PANAMA CITY — Venezuelan-born actor Edgar Ramirez (“Joy,” “Carlos”) spoke to Variety at IFF Panama about his role as Panamanian boxer, Roberto Duran, in Jonathan Jakubowicz’s soon to be released “Hands of Stone,” also starring Robert de Niro, as his trainer, Usher as Sugar Ray Leonard, and Ellen Barkin, Ana de Armas, and Panamanian cult salsa singer, Ruben Blades.
Ramirez says that it was an honor to play Duran, who was nicknamed “Hands of Stone” because his hard hits led him to 103 wins in 119 fights. He considers Duran to be the greatest-ever Latin American boxer and one of the top ten all-time greats.
The pic is produced by Jay Weisleder, Carlos Garcia de Paredes, Claudine Jakubowicz and Jakubowicz of La Piedra Films and the executive producers include Ben Silverman, Max Keller, George Edee, Ricardo del Rio and Roberto Duran’s son, Robin Duran.
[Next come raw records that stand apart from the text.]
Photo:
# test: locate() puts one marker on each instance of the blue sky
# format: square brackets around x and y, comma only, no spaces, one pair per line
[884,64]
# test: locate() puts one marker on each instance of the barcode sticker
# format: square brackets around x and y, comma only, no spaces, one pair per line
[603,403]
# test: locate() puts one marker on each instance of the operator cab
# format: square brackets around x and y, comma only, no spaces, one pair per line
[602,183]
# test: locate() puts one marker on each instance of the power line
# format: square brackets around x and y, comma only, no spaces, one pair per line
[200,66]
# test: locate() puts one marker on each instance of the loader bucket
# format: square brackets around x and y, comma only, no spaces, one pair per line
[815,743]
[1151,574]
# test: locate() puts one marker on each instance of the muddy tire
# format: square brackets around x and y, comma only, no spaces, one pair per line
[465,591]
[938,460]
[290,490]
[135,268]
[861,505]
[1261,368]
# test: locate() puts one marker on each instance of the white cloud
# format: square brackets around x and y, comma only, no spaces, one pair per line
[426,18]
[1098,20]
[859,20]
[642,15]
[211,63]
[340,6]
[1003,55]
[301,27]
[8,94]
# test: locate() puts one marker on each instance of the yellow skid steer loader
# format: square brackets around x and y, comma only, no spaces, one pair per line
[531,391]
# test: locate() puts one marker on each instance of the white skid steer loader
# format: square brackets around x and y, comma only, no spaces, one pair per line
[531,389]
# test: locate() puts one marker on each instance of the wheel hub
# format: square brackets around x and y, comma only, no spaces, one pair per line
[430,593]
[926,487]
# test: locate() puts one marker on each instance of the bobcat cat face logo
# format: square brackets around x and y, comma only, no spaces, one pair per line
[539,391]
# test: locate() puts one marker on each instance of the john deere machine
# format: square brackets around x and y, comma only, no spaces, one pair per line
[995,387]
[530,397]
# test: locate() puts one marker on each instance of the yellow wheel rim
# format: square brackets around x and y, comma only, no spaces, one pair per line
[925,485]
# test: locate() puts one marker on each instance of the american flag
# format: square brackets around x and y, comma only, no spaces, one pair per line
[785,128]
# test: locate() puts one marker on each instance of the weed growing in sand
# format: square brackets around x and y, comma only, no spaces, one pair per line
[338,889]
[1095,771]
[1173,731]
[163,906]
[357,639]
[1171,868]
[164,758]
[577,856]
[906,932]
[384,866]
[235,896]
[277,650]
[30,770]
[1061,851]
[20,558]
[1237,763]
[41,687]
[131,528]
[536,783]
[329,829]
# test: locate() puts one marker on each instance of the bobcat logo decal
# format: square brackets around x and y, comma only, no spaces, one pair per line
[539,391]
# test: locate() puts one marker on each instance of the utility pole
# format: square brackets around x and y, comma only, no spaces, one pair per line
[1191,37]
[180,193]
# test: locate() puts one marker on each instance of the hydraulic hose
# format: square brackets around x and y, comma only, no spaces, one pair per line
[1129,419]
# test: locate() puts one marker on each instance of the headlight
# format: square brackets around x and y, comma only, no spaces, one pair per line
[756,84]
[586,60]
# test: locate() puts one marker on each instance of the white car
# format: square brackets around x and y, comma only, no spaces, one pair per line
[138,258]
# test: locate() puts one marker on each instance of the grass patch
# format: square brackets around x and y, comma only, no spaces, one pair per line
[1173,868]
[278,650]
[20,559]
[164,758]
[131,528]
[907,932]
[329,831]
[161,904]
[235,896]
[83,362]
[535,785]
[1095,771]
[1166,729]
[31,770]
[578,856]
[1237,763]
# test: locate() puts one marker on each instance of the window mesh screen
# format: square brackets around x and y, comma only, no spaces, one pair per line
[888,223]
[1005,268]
Robert de Niro championed the film for a long time, even before becoming involved as an actor in the pic. Ramirez says that he worked with helmer Jonathan Jakubowicz right from the beginning of the project and helped put the different partners together.
The Panamanian government put up significant funding for the pic, which lensed for four months in Panama in 2014, as well as a one-week shoot in New York. The production involved 15,000 Panamanian extras.
The pic is primarily Spanish-language with some English.
At Cannes in 2015, The Weinstein Company outbid Relativity to secure U.S. distribution rights, with a commitment to release on 2,000 screens. According to Ramirez, the pic will bow on 2,600 screens on August 26, which he says will make it the biggest ever U.S. opening for a Latin American film.
“I think it’s a great movie,” says Ramirez. “It not only tells the tale of a legendary Latin American boxer, it also tells the story of a man who became a hero in his country and his region. Panama has somehow always been a country under foreign control, so there’s always been a question of identity. Roberto Duran in many moments, including in some of the most difficult moments in the country’s history, has served as an instrument of unification and celebration of the pride of the country, and that’s is very beautiful.”
Jakubowicz and Ramirez are long-time friends from Venezuela and are planning a further collaboration on a pic to be released in 2017, but cannot disclose details at present.
Ramirez considers that it’s a particularly interesting moment for Latin American cinema but identifies distribution problems as one of the main factors holding back cinema from the region. At the Panama Festival, he bemoaned the fact that it’s often easier to catch a Latin American film in New York, London or Paris than in Mexico City, São Paolo or Buenos Aires.
He says that he was delighted to portray a Latin American hero whom he says is also a “good man” – an example to others.
“Latin American characters portrayed in films are often the bad guys. It’s very important to also show role models, that can help Panamanians and Latin Americans feel pride. Many countries in Latin America, including Panama, suffer from an identity crisis, in part due to their dependence in the past on foreign nations. Icons such as Roberto Duran can bring people together and make them feel proud of their heritage.”
Ramirez says that he loved filming in Panama and feels that it’s his second home. He visits the country whenever he can and says he especially likes the friendliness of the people and the sense of joy.
Having worked in films made in France, Latin America and the U.S., Ramirez believes that there are tremendous opportunities for Latin American filmmakers at present, notwithstanding the numerous obstacles.
“We are nothing but diversity in this continent – across North America, Central America and South America. This is the New World – because people from all over the world were welcomed here. And the stories on both sides of the continent are the product of our contradictions. The Americas, as a continent, has always been a place of hope, of renewing things, the hope of change for a better life, the place of new ideas. There’s always the possibility of creating new things in the Americas. In Latin America, this is even truer because of our contradictions. We have to capitalize on that heritage.”
Ramirez considers that one of the greatest problems facing Latin America is the gulf between the super rich and super poor, but that such problems are not unique to this part of the world – quipping that “L.A. is the perfect example of the problems found in the Third World, one only has to travel along the full length of Sunset Boulevard and you’ll find a tremendous spectrum of social privilege along a single street.
“That somehow unifies us as well,” he went on. “Cinema comes as a way to deal with these social and economic contradictions.”
One of the main problems for Latin America in his opinion is the legacy of colonial rule, via which Spain made sure that no individual Latin American country was stronger than it was. He believes that this fragmented mentality persists and is one of the main obstacles to creating a stronger Latin American cinema.
“Cinema can play an important role in building bridges,” he says. “Through films we can understand our neighbors.”
He believes that to build a stronger Latin American cinema will require leaps of faith at many levels, for distributors who will bet on the films and for directors who need to believe in their productions. “We cannot blame Hollywood for everything. There are a lot of local distributors who also need to take a leap of faith.”